Hello.

Imagine that we have an application like this.

```php
class AuthService
{
    private static ?self $instance = null;

    private PDO $db;
    private ?string $sessionId = null;

    // Private constructor for singleton
    private function __construct(PDO $db)
    {
        $this->db = $db;
    }

    // Get singleton instance
    public static function getInstance(PDO $db): self
    {
        if (self::$instance === null) {
            self::$instance = new self($db);
        }
        return self::$instance;
    }

    public function login(string $email, string $password): bool
    {
        // Find user by email
        $stmt = $this->db->prepare('SELECT * FROM users WHERE email = ?');
        $stmt->execute([$email]);
        $user = $stmt->fetch(PDO::FETCH_ASSOC);

        // Invalid credentials
        if (!$user || !password_verify($password, $user['password_hash'])) {
            return false;
        }

        // Generate and save session ID
        $this->sessionId = bin2hex(random_bytes(16));

        $stmt = $this->db->prepare(
            'INSERT INTO sessions (user_id, session_id) VALUES (?, ?)'
        );
        $stmt->execute([$user['id'], $this->sessionId]);

        return true;
    }

    // Return current session ID
    public function getSessionId(): ?string
    {
        return $this->sessionId;
    }
}
```

One day you decide you want more performance and make a single PHP
process handle multiple connections concurrently. You wrap each
request in a separate coroutine and try to use the old code.

```php
$server = new Swoole\Http\Server("127.0.0.1", 9501);

$server->on("request", function ($req, $res) {

    // create DB connection (just for example)
    $db = new PDO('mysql:host=localhost;dbname=test', 'root', '');

    // get singleton
    $auth = AuthService::getInstance($db);

    // read request data
    $data = json_decode($req->rawContent(), true);

    $email = $data['email'] ?? '';
    $password = $data['password'] ?? '';

    // call old sync code
    $ok = $auth->login($email, $password);

    if ($ok) {
        $res->end("Logged in, session: " . $auth->getSessionId());
    } else {
        $res->status(401);
        $res->end("Invalid credentials");
    }
});

$server->start();
```

What is happening here?
Now, in PHP, inside a single process or thread, the same code is
literally handling multiple connections.
At the same time, there are constant switches between different
requests at the points where MySQL queries occur.

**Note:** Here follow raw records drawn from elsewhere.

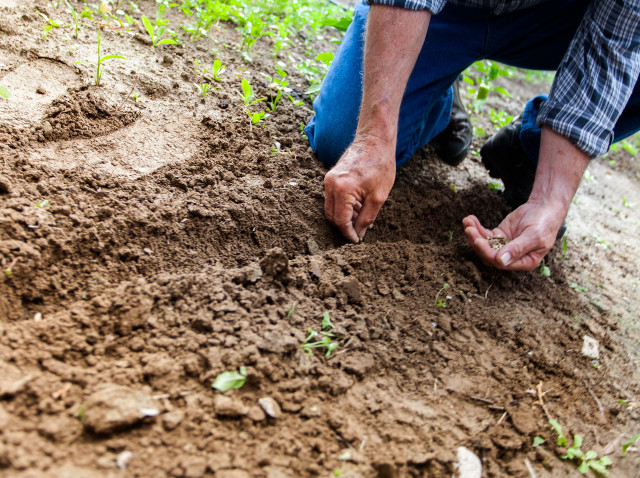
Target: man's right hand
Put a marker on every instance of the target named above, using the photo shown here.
(358, 185)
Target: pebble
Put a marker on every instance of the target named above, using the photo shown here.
(270, 407)
(469, 465)
(229, 407)
(114, 407)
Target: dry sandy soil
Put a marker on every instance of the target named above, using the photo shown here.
(175, 243)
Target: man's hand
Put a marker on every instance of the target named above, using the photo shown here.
(532, 228)
(358, 185)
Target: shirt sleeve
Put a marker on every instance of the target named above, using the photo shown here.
(596, 76)
(434, 6)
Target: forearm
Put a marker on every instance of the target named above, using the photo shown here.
(560, 168)
(394, 39)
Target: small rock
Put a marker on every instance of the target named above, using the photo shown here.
(122, 460)
(590, 347)
(469, 465)
(12, 380)
(229, 407)
(256, 414)
(115, 407)
(351, 287)
(5, 185)
(313, 247)
(171, 420)
(270, 407)
(275, 263)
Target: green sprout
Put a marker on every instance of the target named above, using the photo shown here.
(325, 342)
(230, 379)
(442, 302)
(156, 32)
(101, 59)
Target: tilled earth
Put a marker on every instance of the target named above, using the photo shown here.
(176, 244)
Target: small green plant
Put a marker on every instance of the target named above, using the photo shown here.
(217, 69)
(626, 446)
(589, 460)
(442, 302)
(326, 342)
(49, 24)
(156, 32)
(543, 269)
(230, 379)
(101, 59)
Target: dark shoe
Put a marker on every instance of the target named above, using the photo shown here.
(452, 144)
(504, 157)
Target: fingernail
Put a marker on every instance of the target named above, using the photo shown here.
(505, 258)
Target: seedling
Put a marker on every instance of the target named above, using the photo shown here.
(156, 32)
(101, 59)
(230, 379)
(325, 342)
(626, 446)
(442, 302)
(588, 460)
(49, 24)
(544, 270)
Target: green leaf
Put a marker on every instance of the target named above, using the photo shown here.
(228, 380)
(630, 442)
(148, 26)
(502, 91)
(112, 57)
(326, 321)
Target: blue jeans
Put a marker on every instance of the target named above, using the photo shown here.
(534, 38)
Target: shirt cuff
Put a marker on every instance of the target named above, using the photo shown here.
(433, 6)
(576, 125)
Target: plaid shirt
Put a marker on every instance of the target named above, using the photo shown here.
(596, 76)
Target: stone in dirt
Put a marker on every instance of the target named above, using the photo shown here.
(229, 407)
(270, 407)
(116, 407)
(469, 465)
(590, 347)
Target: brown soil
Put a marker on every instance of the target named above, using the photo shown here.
(176, 244)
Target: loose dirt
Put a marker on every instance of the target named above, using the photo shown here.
(176, 244)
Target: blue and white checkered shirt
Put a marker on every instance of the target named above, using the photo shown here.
(596, 76)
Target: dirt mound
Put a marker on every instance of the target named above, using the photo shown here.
(151, 245)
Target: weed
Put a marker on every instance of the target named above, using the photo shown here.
(156, 32)
(626, 446)
(544, 270)
(325, 342)
(101, 59)
(588, 460)
(49, 24)
(230, 379)
(442, 302)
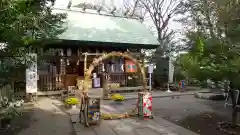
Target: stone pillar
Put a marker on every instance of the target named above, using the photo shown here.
(105, 91)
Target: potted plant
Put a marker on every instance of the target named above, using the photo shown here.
(9, 114)
(71, 102)
(117, 98)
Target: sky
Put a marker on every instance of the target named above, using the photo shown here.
(119, 5)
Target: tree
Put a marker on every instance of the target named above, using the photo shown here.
(24, 24)
(160, 12)
(213, 42)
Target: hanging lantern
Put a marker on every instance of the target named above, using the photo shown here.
(69, 52)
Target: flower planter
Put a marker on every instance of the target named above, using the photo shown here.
(118, 102)
(5, 122)
(73, 106)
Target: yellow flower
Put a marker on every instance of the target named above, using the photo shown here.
(71, 101)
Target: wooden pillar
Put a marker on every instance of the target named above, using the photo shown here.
(105, 91)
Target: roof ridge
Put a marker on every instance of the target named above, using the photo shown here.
(96, 13)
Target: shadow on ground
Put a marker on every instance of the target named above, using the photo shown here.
(198, 115)
(40, 121)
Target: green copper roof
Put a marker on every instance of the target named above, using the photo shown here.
(101, 28)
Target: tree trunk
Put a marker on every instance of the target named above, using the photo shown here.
(234, 117)
(234, 106)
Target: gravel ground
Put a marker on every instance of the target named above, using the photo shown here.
(19, 124)
(198, 115)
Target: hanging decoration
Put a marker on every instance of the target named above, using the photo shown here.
(130, 66)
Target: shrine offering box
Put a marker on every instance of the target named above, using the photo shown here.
(93, 112)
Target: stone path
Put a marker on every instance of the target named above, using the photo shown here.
(49, 120)
(133, 126)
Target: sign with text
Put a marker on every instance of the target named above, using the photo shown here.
(150, 69)
(31, 74)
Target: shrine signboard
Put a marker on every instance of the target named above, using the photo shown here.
(31, 74)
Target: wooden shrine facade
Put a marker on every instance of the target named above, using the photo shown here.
(60, 67)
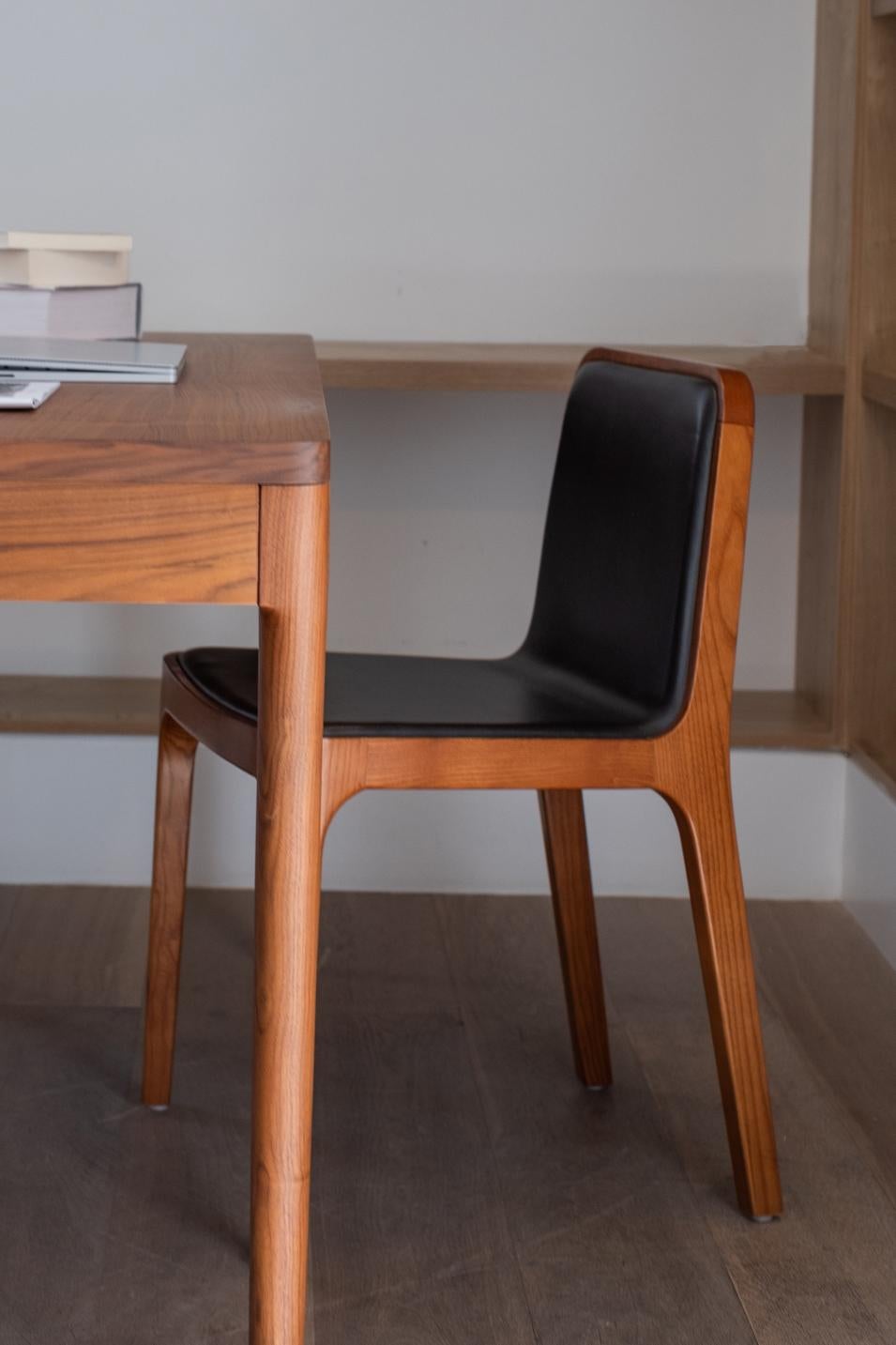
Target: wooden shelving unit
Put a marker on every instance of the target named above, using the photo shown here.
(846, 373)
(444, 366)
(129, 707)
(880, 388)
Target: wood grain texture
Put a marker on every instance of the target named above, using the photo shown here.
(292, 597)
(833, 988)
(174, 792)
(563, 822)
(831, 239)
(81, 705)
(465, 1188)
(688, 766)
(830, 431)
(819, 595)
(822, 1273)
(112, 705)
(880, 388)
(129, 543)
(611, 1240)
(444, 366)
(81, 947)
(247, 409)
(879, 261)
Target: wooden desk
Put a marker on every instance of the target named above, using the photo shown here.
(216, 491)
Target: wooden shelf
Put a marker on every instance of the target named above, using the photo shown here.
(778, 720)
(129, 707)
(437, 366)
(90, 705)
(877, 386)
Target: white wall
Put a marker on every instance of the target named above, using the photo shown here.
(81, 811)
(486, 170)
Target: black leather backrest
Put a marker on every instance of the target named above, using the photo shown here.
(625, 533)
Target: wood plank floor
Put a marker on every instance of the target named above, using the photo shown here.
(465, 1189)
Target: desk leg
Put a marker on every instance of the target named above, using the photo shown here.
(292, 599)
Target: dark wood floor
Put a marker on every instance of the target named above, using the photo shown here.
(465, 1189)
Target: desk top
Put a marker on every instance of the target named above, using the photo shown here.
(247, 409)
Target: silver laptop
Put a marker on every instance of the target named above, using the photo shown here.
(90, 360)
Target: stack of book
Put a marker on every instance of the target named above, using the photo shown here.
(68, 286)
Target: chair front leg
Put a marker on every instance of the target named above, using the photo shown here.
(563, 818)
(174, 792)
(706, 820)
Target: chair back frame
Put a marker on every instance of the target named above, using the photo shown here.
(381, 763)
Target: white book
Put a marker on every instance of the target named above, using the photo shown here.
(50, 260)
(96, 313)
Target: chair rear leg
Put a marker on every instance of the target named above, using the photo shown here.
(174, 791)
(563, 818)
(706, 828)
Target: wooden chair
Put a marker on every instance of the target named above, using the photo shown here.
(623, 680)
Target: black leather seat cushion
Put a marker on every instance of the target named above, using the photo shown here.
(610, 643)
(371, 695)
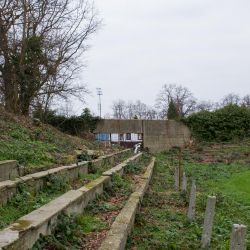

That is, when the code executes
$stmt->execute([$email]);
control is passed to another coroutine with a different
$stmt->execute([$email]);

What breaks in this code?
Correct, coroutines break the singleton because they alternate writing
different Session IDs!

And what does not change in this code?
The SQL queries can remain unchanged.

The first problem with shared memory between coroutines can ONLY be
solved by the programmer. Only the programmer. There is no solution
that would make this happen automatically.
Yesterday we talked about how we can help the programmer detect such
situations during debugging. But in any case, only the programmer
**CAN** and **MUST** solve this problem.

The difference is that you don’t need to rewrite everything else.
The focus is only on the issue of concurrent access to memory.

The essence of the choice is how much code needs to be rewritten.
Almost everything, or only the code with global state.
My choice is: it’s better to rewrite only the code with global state —
or switch to Go and avoid the pain :)

As for the rest, I will write a separate message so as not to clutter things up.